Adlî yıl açılışındaki “Devletin dini adalettir. Eğer bir devlette adalet yoksa, onun hangi sistemle yönetildiğinin, kimin tarafından idare edildiğinin bir önemi kalmaz. Orada sadece zulüm hüküm sürer. Adalet, devletin varlığının sebebidir” sözleriyle, başında olduğu devletin halihazırdaki “hukuk” tatbikatını tekrar gündeme taşımıştı Erdoğan.
Binaları kast ederek söylediği “Önce Danıştay’ı, ardından Anayasa Mahkemesini hamd olsun bitirdik. Şimdi de komşu olarak Yargıtay’ın bu muhteşem binasını bitirmiş olmanın bahtiyarlığı içerisindeyiz” sözleri de tek adam rejiminde yüksek yargı organlarının içine düşürüldükleri durumu çağrıştırmıştı.

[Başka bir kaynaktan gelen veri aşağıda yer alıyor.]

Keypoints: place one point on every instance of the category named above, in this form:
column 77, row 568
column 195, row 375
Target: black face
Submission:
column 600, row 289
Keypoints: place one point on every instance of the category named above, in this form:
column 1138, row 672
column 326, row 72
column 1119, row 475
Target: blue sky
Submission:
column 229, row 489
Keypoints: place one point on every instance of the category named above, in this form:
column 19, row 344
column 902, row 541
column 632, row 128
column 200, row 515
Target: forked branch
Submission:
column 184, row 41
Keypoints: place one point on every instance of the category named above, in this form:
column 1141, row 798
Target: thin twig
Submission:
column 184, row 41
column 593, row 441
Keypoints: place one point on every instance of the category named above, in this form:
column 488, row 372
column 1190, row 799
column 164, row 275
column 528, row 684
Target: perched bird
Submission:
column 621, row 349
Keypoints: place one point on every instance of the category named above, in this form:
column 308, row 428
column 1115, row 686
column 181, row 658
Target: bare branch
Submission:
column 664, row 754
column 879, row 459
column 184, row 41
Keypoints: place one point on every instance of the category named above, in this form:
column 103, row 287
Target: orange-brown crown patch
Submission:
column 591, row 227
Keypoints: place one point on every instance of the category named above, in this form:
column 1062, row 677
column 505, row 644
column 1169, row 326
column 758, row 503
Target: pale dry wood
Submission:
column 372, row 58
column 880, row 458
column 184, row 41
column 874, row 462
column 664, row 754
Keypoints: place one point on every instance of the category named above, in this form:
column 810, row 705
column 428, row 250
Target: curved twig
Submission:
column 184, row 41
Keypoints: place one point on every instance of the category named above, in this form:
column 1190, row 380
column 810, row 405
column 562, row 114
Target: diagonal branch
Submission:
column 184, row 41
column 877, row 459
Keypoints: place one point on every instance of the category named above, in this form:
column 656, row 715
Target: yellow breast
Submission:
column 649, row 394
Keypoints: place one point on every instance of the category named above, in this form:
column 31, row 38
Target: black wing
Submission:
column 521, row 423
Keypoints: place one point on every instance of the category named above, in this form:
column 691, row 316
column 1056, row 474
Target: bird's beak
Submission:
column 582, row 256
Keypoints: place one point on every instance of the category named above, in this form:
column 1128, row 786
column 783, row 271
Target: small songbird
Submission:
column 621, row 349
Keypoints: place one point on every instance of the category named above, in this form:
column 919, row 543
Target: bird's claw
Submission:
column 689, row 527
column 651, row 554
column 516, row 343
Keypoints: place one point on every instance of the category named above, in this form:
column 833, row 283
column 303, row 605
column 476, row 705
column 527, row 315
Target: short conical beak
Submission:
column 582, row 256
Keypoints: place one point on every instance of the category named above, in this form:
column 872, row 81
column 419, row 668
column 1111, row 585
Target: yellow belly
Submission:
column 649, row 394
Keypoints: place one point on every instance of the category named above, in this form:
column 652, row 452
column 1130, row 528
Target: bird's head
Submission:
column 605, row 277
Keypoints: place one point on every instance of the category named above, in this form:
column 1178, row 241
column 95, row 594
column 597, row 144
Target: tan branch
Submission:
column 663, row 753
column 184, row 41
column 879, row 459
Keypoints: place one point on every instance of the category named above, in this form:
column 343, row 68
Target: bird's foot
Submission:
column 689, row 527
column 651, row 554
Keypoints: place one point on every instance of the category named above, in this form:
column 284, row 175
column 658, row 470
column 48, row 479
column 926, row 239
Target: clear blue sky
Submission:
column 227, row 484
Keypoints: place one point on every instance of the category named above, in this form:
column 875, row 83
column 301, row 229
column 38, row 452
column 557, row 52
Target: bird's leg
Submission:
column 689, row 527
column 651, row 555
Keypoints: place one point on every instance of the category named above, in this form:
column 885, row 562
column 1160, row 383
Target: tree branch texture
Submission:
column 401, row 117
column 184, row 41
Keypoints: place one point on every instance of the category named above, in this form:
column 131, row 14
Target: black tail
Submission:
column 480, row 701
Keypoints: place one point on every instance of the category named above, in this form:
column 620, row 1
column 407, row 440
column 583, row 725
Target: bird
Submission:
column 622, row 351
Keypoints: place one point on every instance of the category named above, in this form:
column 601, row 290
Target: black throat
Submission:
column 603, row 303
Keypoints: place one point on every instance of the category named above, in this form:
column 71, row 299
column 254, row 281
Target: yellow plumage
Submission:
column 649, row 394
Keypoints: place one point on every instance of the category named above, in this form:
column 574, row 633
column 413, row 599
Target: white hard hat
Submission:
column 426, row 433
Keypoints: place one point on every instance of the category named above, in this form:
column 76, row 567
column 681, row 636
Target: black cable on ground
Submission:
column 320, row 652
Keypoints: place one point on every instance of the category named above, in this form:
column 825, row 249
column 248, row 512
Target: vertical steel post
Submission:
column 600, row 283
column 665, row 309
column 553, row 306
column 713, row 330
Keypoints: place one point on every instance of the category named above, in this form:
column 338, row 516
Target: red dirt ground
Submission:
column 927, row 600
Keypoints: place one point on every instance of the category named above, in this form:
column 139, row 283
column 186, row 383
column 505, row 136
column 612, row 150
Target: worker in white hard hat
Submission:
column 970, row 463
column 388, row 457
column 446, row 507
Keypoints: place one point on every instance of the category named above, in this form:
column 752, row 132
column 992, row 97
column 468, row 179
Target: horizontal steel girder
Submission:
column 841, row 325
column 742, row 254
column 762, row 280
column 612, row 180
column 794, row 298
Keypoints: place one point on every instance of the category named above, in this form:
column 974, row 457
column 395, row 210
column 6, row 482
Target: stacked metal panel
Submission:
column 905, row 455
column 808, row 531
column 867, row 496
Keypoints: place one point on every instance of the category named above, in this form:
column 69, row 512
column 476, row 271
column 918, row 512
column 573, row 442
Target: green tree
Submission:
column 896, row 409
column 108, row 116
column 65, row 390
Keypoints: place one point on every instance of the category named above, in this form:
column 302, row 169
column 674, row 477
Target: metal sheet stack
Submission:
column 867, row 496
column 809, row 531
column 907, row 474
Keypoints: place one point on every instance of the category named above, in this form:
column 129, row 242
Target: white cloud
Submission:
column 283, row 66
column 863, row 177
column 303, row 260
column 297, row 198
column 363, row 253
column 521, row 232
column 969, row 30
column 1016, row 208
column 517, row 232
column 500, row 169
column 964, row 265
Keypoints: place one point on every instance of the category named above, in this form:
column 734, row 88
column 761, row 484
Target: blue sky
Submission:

Son olarak “Adaleti sağlamanın ölçüsü kanun, nizam, maşerî vicdandır. Vicdanınızla kararlarınız arasına hiç kimsenin, hiçbir gücün girmesine müsaade etmeyin” diye seslendiği hâkim ve savcılara verdiği mesaj ise “Saraydan yine ‘Talimat verdik, gereği yapılacak’ gibi sözler sâdır olduğu takdirde ne yaparlar acaba?” sorusunu zihinlere getirdi.
Keza hâkim ve savcılara “İnancı, konumu, kökeni ne olursa olsun tek bir vatandaşımızın dahi hakkının yenilmesine rıza göstermeyin” diye “talimat” verirken “Yargıya güveni en üst düzeye çıkarmak önceliğimiz” demesi, birçok kişiye “Bunu ‘terörist’ yaftası vurulanların mağdur ailelerine yardım edenlere operasyonlar düzenleyip onları da gözaltına alarak ve içeri tıkarak mı yapacaksınız?” dedirtti.
“Adaleti hâkim kılmak, demokrasi standartlarını yükseltmek için reform irademizi canlı tuttuk” sözü de ister istemez şunu sordurdu:
Hukuksuz OHAL uygulamaları ve KHK’larla milyonları mağdur ederek; bebek, anne, hasta ve yaşlıları zindanlarda tutarak; âlâyı vâlâ ile açıkladığınız İnsan Hakları Eylem Planı için 7 aydır hiçbir adım atmayarak mı?
Aynı konuşmadaki “Güya adaleti tesis etmek adına bir sağdan, bir soldan gençlerin darağacına gönderildiği dönemler yaşadık” sözü ise şu hazin gerçeği gündeme getirdi:
Şimdi de güya darbecilerle ve teröristlerle mücadele etmek adına, darbeyle de, terörle de hiçbir alâkası olmayan insanların zindanlarda süründürüldüğü bir dönemi yaşıyoruz.
Ve bütün bunlar, Rabbimizin Saff Sûresi ikinci ayetindeki ikazını yine derhatır ettiriyor: “Yapmadığınız şeyi niye söylüyorsunuz?”